Model optimization means altering the model itself to improve its performance and reduce its size. It is an optional step, typically used only at the development stage, so that a pre-optimized model is used in the final AI application.

In OpenVINO, the default optimization tool is NNCF (Neural Network Compression Framework). It is a set of compression algorithms, organized as a Python package, that make your models smaller and faster. Note that NNCF is not part of the OpenVINO package, so it needs to be installed separately. It supports models in OpenVINO IR, PyTorch and ONNX formats, offering the following main optimizations:

Weight Compression:

An easy-to-use method for Large Language Model footprint reduction and inference acceleration.

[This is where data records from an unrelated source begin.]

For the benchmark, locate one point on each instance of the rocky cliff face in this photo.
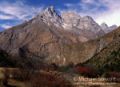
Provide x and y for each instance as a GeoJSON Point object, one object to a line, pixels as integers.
{"type": "Point", "coordinates": [46, 38]}
{"type": "Point", "coordinates": [108, 29]}
{"type": "Point", "coordinates": [108, 59]}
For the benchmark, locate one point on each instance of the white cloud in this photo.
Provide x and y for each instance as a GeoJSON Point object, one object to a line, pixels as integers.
{"type": "Point", "coordinates": [111, 15]}
{"type": "Point", "coordinates": [18, 10]}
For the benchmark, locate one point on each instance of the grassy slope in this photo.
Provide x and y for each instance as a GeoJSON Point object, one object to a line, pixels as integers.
{"type": "Point", "coordinates": [108, 59]}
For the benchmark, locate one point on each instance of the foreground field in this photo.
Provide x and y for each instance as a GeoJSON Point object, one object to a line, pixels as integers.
{"type": "Point", "coordinates": [13, 77]}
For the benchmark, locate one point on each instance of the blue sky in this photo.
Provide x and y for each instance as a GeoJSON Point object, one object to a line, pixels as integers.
{"type": "Point", "coordinates": [14, 12]}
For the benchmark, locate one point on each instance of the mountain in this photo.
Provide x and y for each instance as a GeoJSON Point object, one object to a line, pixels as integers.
{"type": "Point", "coordinates": [45, 38]}
{"type": "Point", "coordinates": [85, 27]}
{"type": "Point", "coordinates": [108, 29]}
{"type": "Point", "coordinates": [108, 59]}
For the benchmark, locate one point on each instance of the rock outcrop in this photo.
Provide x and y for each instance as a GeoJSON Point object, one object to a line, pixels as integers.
{"type": "Point", "coordinates": [45, 38]}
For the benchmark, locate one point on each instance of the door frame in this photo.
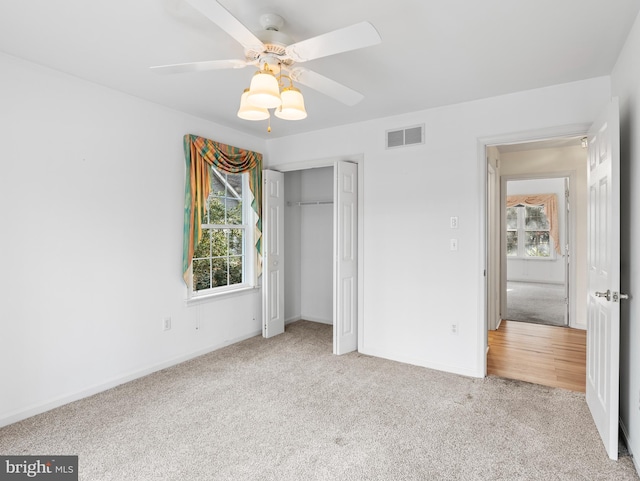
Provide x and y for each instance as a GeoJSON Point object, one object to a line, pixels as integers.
{"type": "Point", "coordinates": [482, 144]}
{"type": "Point", "coordinates": [357, 159]}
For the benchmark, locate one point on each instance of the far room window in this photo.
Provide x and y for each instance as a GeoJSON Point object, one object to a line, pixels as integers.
{"type": "Point", "coordinates": [220, 261]}
{"type": "Point", "coordinates": [528, 232]}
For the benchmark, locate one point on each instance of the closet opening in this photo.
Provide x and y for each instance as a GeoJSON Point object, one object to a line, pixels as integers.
{"type": "Point", "coordinates": [311, 249]}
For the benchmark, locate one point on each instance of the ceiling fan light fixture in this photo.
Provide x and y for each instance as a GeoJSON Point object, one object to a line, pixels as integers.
{"type": "Point", "coordinates": [251, 112]}
{"type": "Point", "coordinates": [292, 107]}
{"type": "Point", "coordinates": [264, 91]}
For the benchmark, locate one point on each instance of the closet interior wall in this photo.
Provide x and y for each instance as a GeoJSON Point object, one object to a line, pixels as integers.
{"type": "Point", "coordinates": [308, 245]}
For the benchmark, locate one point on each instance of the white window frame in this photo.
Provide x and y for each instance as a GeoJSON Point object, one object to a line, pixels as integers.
{"type": "Point", "coordinates": [520, 229]}
{"type": "Point", "coordinates": [248, 247]}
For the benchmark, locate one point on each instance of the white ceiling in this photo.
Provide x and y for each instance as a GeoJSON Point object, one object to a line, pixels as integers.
{"type": "Point", "coordinates": [433, 52]}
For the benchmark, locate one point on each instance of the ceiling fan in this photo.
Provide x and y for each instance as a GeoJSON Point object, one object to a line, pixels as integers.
{"type": "Point", "coordinates": [272, 50]}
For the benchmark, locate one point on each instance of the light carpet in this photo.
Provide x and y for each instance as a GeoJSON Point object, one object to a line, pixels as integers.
{"type": "Point", "coordinates": [287, 409]}
{"type": "Point", "coordinates": [536, 302]}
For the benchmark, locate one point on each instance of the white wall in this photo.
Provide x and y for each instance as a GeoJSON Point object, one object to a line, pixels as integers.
{"type": "Point", "coordinates": [414, 287]}
{"type": "Point", "coordinates": [550, 270]}
{"type": "Point", "coordinates": [309, 246]}
{"type": "Point", "coordinates": [562, 161]}
{"type": "Point", "coordinates": [91, 205]}
{"type": "Point", "coordinates": [626, 85]}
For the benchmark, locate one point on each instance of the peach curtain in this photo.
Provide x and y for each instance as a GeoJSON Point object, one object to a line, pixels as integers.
{"type": "Point", "coordinates": [549, 203]}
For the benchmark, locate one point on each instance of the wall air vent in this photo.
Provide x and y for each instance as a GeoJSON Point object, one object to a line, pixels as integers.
{"type": "Point", "coordinates": [404, 137]}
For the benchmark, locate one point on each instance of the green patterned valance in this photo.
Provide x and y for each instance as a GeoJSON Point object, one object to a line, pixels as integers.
{"type": "Point", "coordinates": [199, 154]}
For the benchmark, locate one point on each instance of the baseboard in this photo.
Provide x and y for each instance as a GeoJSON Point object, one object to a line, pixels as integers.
{"type": "Point", "coordinates": [292, 319]}
{"type": "Point", "coordinates": [625, 435]}
{"type": "Point", "coordinates": [419, 362]}
{"type": "Point", "coordinates": [317, 319]}
{"type": "Point", "coordinates": [98, 388]}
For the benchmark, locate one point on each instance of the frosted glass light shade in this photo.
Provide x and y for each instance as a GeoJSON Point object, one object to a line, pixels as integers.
{"type": "Point", "coordinates": [292, 107]}
{"type": "Point", "coordinates": [251, 112]}
{"type": "Point", "coordinates": [264, 91]}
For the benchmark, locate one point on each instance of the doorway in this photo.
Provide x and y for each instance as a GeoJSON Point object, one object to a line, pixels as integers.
{"type": "Point", "coordinates": [535, 167]}
{"type": "Point", "coordinates": [308, 245]}
{"type": "Point", "coordinates": [311, 249]}
{"type": "Point", "coordinates": [537, 250]}
{"type": "Point", "coordinates": [555, 166]}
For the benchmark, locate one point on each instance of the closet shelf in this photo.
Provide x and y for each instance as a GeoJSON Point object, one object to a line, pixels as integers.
{"type": "Point", "coordinates": [311, 202]}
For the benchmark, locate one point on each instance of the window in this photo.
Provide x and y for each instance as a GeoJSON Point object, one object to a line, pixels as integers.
{"type": "Point", "coordinates": [528, 232]}
{"type": "Point", "coordinates": [221, 259]}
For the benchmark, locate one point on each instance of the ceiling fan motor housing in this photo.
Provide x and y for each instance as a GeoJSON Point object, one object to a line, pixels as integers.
{"type": "Point", "coordinates": [275, 41]}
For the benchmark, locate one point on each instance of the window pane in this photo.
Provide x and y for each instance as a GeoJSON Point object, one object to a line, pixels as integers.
{"type": "Point", "coordinates": [512, 217]}
{"type": "Point", "coordinates": [201, 274]}
{"type": "Point", "coordinates": [235, 270]}
{"type": "Point", "coordinates": [219, 244]}
{"type": "Point", "coordinates": [512, 243]}
{"type": "Point", "coordinates": [537, 244]}
{"type": "Point", "coordinates": [217, 185]}
{"type": "Point", "coordinates": [219, 272]}
{"type": "Point", "coordinates": [216, 210]}
{"type": "Point", "coordinates": [235, 242]}
{"type": "Point", "coordinates": [535, 218]}
{"type": "Point", "coordinates": [204, 246]}
{"type": "Point", "coordinates": [234, 211]}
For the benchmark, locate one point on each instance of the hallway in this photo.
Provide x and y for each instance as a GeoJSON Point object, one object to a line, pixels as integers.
{"type": "Point", "coordinates": [547, 355]}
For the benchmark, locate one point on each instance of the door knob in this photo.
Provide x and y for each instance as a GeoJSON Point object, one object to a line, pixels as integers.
{"type": "Point", "coordinates": [617, 296]}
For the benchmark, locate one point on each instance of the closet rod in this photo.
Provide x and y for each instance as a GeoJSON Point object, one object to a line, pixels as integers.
{"type": "Point", "coordinates": [311, 202]}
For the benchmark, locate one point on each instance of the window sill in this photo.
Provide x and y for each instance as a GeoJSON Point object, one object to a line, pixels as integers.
{"type": "Point", "coordinates": [535, 259]}
{"type": "Point", "coordinates": [220, 295]}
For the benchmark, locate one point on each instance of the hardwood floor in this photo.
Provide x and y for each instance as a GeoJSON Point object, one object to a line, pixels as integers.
{"type": "Point", "coordinates": [547, 355]}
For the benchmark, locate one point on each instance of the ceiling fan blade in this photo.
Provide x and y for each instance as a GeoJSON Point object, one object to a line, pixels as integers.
{"type": "Point", "coordinates": [227, 22]}
{"type": "Point", "coordinates": [199, 66]}
{"type": "Point", "coordinates": [356, 36]}
{"type": "Point", "coordinates": [326, 86]}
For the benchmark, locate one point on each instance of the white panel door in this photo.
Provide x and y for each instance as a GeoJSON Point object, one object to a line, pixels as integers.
{"type": "Point", "coordinates": [273, 253]}
{"type": "Point", "coordinates": [345, 284]}
{"type": "Point", "coordinates": [603, 307]}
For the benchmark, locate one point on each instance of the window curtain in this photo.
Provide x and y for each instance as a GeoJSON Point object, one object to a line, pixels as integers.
{"type": "Point", "coordinates": [199, 154]}
{"type": "Point", "coordinates": [549, 203]}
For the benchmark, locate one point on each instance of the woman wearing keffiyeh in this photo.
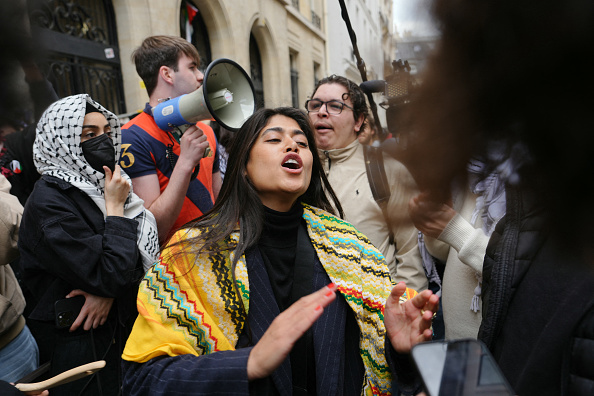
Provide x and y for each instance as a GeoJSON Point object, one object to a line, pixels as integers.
{"type": "Point", "coordinates": [84, 233]}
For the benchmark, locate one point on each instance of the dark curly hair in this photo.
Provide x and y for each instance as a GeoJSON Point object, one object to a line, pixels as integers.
{"type": "Point", "coordinates": [512, 70]}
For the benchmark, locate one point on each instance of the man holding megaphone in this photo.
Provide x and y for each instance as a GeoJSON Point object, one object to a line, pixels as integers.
{"type": "Point", "coordinates": [175, 172]}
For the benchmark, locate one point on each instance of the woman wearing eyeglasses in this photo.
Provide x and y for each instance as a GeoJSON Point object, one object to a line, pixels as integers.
{"type": "Point", "coordinates": [338, 110]}
{"type": "Point", "coordinates": [270, 293]}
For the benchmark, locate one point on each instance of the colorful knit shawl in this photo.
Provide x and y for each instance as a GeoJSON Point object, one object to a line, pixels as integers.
{"type": "Point", "coordinates": [187, 303]}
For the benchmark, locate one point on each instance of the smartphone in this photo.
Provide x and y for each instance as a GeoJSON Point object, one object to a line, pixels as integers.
{"type": "Point", "coordinates": [67, 310]}
{"type": "Point", "coordinates": [459, 368]}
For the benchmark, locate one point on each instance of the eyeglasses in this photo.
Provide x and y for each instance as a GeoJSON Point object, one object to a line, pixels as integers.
{"type": "Point", "coordinates": [332, 106]}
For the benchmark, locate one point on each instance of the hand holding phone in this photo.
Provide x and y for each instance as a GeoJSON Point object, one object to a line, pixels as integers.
{"type": "Point", "coordinates": [459, 368]}
{"type": "Point", "coordinates": [67, 311]}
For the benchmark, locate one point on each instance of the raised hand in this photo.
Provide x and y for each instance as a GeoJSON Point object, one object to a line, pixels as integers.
{"type": "Point", "coordinates": [409, 323]}
{"type": "Point", "coordinates": [116, 191]}
{"type": "Point", "coordinates": [93, 313]}
{"type": "Point", "coordinates": [193, 144]}
{"type": "Point", "coordinates": [277, 342]}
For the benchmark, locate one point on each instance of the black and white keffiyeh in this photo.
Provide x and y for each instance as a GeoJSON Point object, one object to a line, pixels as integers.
{"type": "Point", "coordinates": [57, 152]}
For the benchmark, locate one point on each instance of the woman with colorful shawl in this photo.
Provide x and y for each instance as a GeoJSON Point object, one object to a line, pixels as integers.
{"type": "Point", "coordinates": [271, 293]}
{"type": "Point", "coordinates": [84, 233]}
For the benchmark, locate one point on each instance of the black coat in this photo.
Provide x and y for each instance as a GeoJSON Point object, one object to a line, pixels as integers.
{"type": "Point", "coordinates": [538, 304]}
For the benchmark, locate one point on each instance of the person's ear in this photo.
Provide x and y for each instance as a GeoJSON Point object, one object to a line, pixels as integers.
{"type": "Point", "coordinates": [166, 73]}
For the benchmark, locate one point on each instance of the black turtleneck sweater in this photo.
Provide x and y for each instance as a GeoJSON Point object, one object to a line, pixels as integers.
{"type": "Point", "coordinates": [279, 249]}
{"type": "Point", "coordinates": [278, 246]}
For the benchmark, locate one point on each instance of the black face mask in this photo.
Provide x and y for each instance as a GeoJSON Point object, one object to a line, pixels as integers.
{"type": "Point", "coordinates": [99, 151]}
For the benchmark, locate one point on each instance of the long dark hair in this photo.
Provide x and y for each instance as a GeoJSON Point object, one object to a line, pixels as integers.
{"type": "Point", "coordinates": [238, 203]}
{"type": "Point", "coordinates": [508, 70]}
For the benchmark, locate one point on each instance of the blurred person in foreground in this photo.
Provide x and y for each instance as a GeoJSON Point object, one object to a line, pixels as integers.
{"type": "Point", "coordinates": [503, 71]}
{"type": "Point", "coordinates": [270, 293]}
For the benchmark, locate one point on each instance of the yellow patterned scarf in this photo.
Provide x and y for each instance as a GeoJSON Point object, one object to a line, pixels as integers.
{"type": "Point", "coordinates": [187, 303]}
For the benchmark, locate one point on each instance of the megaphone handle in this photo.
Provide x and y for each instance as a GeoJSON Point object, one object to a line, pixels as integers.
{"type": "Point", "coordinates": [195, 173]}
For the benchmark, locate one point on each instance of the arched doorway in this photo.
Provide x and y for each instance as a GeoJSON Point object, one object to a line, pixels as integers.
{"type": "Point", "coordinates": [82, 49]}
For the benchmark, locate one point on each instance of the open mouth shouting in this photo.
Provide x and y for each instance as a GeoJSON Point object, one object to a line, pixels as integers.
{"type": "Point", "coordinates": [292, 163]}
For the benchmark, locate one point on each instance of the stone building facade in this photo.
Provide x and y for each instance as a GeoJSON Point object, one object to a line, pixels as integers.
{"type": "Point", "coordinates": [285, 45]}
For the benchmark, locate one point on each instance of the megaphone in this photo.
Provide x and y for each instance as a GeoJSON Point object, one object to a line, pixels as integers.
{"type": "Point", "coordinates": [226, 96]}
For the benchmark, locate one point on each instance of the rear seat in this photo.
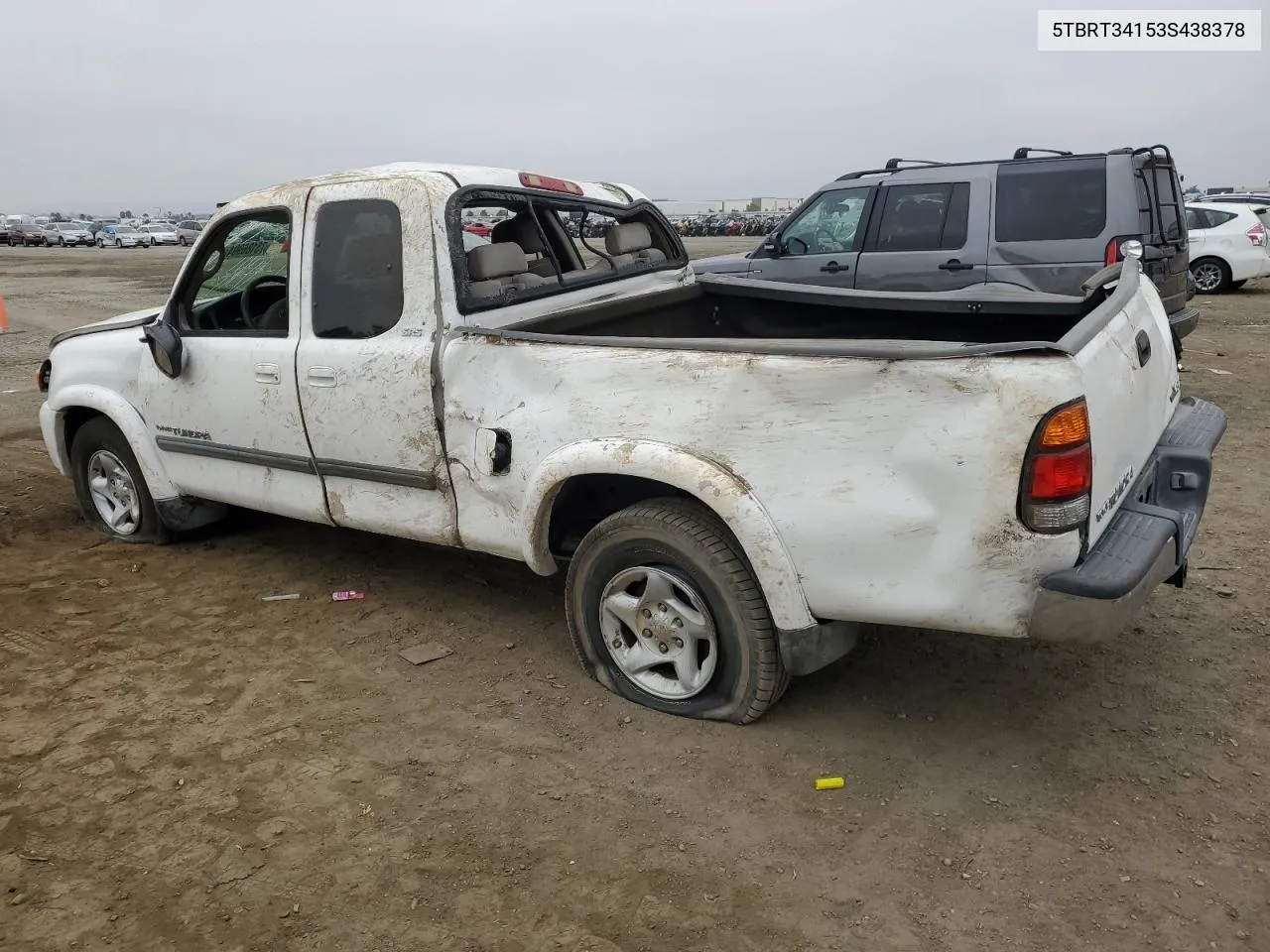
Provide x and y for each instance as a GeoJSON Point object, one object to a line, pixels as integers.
{"type": "Point", "coordinates": [626, 245]}
{"type": "Point", "coordinates": [631, 243]}
{"type": "Point", "coordinates": [500, 267]}
{"type": "Point", "coordinates": [524, 231]}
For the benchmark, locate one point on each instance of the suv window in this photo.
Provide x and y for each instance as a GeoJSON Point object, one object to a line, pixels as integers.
{"type": "Point", "coordinates": [357, 270]}
{"type": "Point", "coordinates": [1052, 199]}
{"type": "Point", "coordinates": [925, 217]}
{"type": "Point", "coordinates": [829, 223]}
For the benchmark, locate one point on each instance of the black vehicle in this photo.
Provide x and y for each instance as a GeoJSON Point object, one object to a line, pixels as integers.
{"type": "Point", "coordinates": [1044, 222]}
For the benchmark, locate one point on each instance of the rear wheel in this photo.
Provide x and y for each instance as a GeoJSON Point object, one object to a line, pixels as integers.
{"type": "Point", "coordinates": [111, 489]}
{"type": "Point", "coordinates": [663, 610]}
{"type": "Point", "coordinates": [1211, 276]}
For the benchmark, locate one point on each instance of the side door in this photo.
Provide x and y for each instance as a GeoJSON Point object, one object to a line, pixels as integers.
{"type": "Point", "coordinates": [368, 325]}
{"type": "Point", "coordinates": [821, 243]}
{"type": "Point", "coordinates": [229, 426]}
{"type": "Point", "coordinates": [930, 236]}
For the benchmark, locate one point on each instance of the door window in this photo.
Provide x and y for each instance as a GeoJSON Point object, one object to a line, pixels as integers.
{"type": "Point", "coordinates": [239, 281]}
{"type": "Point", "coordinates": [829, 225]}
{"type": "Point", "coordinates": [925, 217]}
{"type": "Point", "coordinates": [358, 290]}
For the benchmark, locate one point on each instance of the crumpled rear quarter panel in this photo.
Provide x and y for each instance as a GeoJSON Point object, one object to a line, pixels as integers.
{"type": "Point", "coordinates": [893, 484]}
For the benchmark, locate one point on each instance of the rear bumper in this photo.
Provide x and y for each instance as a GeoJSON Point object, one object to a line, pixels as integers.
{"type": "Point", "coordinates": [1147, 539]}
{"type": "Point", "coordinates": [1184, 321]}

Post-training Quantization:

Designed to optimize deep learning models by applying 8-bit integer quantization. Being the easiest way to optimize a model it does not require its retraining or fine-tuning but may result in a drop in accuracy. If the accuracy-performance tradeoff is not acceptable, Training-time Optimization may be a better option.

Training-time Optimization:

Involves a suite of advanced methods such as Sparsity, as well as Quantization-aware Training. This kind of optimization requires the use of the PyTorch framework.

Recommended workflows#

A common approach for most cases is to:
1. Perform post-training quantization first, as it is the easiest option.
2. If the accuracy drop is unacceptable, use quantization-aware training instead. It will give you the same level of performance boost, with a smaller impact on accuracy.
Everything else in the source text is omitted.